All this talk of bleeding through the bricks has me scared now as mines single skin! Im using sandtex masonry paint but I just brushed down the bricks and chucked on a couple of coats (painted round the edges and rollered the middle)- looks great- some of the rollered bits needed a very quick 3rd coat just to even them up with the painted bits. I will probably put up a thread at some point.

Do I need to be worried about bleeding through the bricks though???


----------



## [email protected] (May 30, 2006)

JGrant1285 said:


> I was going to try using a brush to do it all. Surely with a sprayer you have to 'work' it into the blockwork with a brush anyway?
> 
> I have a sprayer here, might give that a go, but will want to cut in the corners first though.


I'm heading out to my unit shortly to make up tonight's orders and I'll upload a few pictures of how the wall s have ended up after 3 coats using the sprayer


----------



## [email protected] (May 30, 2006)

Hopefully this loads correctly.

White was done with a cheap masonry paint which was here when I moved in. 3 coats in total.

Black was done with sandtex masonry paint which I think was much better quality. 2 coats had it nice and black


----------



## JordanE (Jun 26, 2013)

Hawker1986 said:


> Im currently in the middle of painting my double garage - mainly red brick with some small areas of breeze block.
> 
> All this talk of bleeding through the bricks has me scared now as mines single skin! Im using sandtex masonry paint but I just brushed down the bricks and chucked on a couple of coats (painted round the edges and rollered the middle)- looks great- some of the rollered bits needed a very quick 3rd coat just to even them up with the painted bits. I will probably put up a thread at some point.
> 
> Do I need to be worried about bleeding through the bricks though???


I literally responded to the same question above. 
No need to be worried. It's a brick not a biscuit. 
I have coated my walls in 3 coats of santex and yes it's single skin and no bleed.

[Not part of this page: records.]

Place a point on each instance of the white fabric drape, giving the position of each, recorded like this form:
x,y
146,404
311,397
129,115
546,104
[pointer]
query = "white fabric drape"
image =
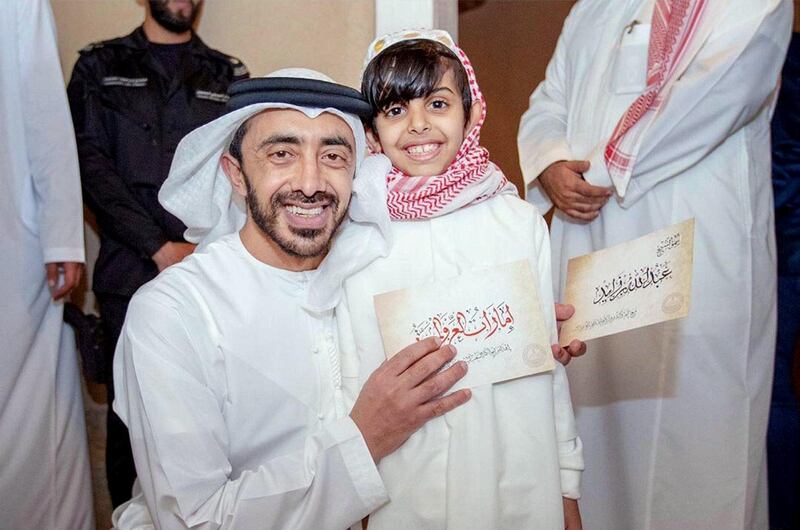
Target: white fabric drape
x,y
673,416
233,402
44,467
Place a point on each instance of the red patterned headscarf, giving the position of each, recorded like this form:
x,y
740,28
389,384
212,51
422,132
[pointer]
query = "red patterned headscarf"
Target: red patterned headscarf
x,y
674,24
470,179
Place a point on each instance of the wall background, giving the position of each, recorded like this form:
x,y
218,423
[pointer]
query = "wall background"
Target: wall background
x,y
326,35
509,44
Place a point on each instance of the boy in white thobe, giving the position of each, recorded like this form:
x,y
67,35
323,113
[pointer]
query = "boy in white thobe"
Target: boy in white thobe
x,y
511,457
227,369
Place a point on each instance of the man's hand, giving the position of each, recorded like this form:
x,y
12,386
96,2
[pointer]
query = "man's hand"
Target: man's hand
x,y
72,276
572,515
563,183
405,392
575,348
171,253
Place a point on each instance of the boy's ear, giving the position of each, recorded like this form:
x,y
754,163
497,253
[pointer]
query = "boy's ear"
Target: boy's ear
x,y
474,115
234,172
373,140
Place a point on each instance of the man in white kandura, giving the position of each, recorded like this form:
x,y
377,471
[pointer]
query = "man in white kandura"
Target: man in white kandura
x,y
227,368
665,106
44,467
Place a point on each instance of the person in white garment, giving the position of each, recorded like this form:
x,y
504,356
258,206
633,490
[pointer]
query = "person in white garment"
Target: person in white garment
x,y
44,474
227,369
510,457
653,112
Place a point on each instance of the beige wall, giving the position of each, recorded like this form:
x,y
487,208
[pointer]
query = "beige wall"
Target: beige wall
x,y
510,44
327,35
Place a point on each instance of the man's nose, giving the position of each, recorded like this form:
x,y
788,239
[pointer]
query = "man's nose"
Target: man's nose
x,y
418,120
310,179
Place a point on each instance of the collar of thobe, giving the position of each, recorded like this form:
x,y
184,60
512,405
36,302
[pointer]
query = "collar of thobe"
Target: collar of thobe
x,y
679,28
198,192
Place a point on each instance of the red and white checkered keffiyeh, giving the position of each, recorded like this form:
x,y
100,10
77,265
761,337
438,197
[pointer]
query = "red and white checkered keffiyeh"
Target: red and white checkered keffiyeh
x,y
673,25
470,179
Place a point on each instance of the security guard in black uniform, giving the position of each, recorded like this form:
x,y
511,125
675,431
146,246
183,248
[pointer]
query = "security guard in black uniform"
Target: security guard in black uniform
x,y
133,98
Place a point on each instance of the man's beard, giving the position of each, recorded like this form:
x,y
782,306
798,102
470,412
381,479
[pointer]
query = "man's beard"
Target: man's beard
x,y
174,22
267,220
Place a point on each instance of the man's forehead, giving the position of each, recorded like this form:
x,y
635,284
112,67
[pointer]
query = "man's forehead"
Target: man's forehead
x,y
297,123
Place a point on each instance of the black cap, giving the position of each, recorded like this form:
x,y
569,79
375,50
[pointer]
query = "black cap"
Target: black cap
x,y
298,91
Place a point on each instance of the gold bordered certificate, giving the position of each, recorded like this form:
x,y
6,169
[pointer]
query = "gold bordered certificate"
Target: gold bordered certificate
x,y
493,318
631,285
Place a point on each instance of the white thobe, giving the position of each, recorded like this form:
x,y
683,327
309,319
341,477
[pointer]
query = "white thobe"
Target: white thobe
x,y
44,467
232,395
673,416
506,457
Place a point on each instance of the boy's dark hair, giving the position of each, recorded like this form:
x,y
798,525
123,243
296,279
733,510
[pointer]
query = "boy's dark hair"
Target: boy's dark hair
x,y
408,70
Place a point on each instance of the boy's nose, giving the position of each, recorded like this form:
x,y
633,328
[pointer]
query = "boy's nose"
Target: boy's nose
x,y
418,121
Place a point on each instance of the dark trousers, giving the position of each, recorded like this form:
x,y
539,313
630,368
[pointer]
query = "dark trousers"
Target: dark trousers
x,y
120,471
783,435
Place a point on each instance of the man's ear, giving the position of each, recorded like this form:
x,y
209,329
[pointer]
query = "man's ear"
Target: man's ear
x,y
474,115
234,172
373,141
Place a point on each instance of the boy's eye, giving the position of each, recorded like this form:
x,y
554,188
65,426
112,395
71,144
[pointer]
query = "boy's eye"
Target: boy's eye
x,y
394,111
280,155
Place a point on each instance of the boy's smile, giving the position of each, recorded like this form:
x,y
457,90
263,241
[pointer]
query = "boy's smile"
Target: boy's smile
x,y
422,137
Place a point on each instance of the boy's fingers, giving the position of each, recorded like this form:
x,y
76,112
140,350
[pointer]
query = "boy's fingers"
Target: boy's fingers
x,y
400,362
51,273
440,383
445,404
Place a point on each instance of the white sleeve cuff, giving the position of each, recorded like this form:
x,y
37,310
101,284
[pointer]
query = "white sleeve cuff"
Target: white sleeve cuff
x,y
571,484
547,152
358,460
570,457
598,172
62,254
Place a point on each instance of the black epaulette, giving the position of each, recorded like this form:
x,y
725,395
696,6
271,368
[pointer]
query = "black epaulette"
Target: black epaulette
x,y
239,68
91,47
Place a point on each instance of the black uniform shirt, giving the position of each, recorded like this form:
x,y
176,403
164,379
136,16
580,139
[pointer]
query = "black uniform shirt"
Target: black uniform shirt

Sent from my iPhone using Tapatalk


----------



## SadlyDistracted (Jan 18, 2013)

garage_dweller said:


> I painted the block work on mine with cheap white emulsion 8 years ago, it's still looking good.
> 
> Me also emulsion :thumb:, although used silk rather than matt, last house ~12 years and current ~5 years and neither had any problems whatsoever on block work, took 2 coats mind, and block works a bu**er to get the holes/rough surface fully coated.
> 
> PS if its a concrete floor don't paint it even with epoxy, use a concrete sealer like Thomsons, the solvent based one, it pongs for several days while drying but gives a excellent surface and toughens up the 'crete nicely when applying 1 thick / very wet coat. Urethane's much better than acrylics, but is more expensive.


----------



## Hawker1986 (Aug 11, 2013)

JordanE said:


> I literally responded to the same question above.
> No need to be worried. It's a brick not a biscuit.
> I have coated my walls in 3 coats of santex and yes it's single skin and no bleed.
> 
> Sent from my iPhone using Tapatalk


OK cool - I did read that but thought your 50:50 coat might have had something to do with it - stupid in retrospect.

Thanks!


----------



## JordanE (Jun 26, 2013)

Hawker1986 said:


> OK cool - I did read that but thought your 50:50 coat might have had something to do with it - stupid in retrospect.
> 
> Thanks!


No worries! Yeah I did a 50/50 to make sure that the first coat soaks into the brick

Sent from my iPhone using Tapatalk


----------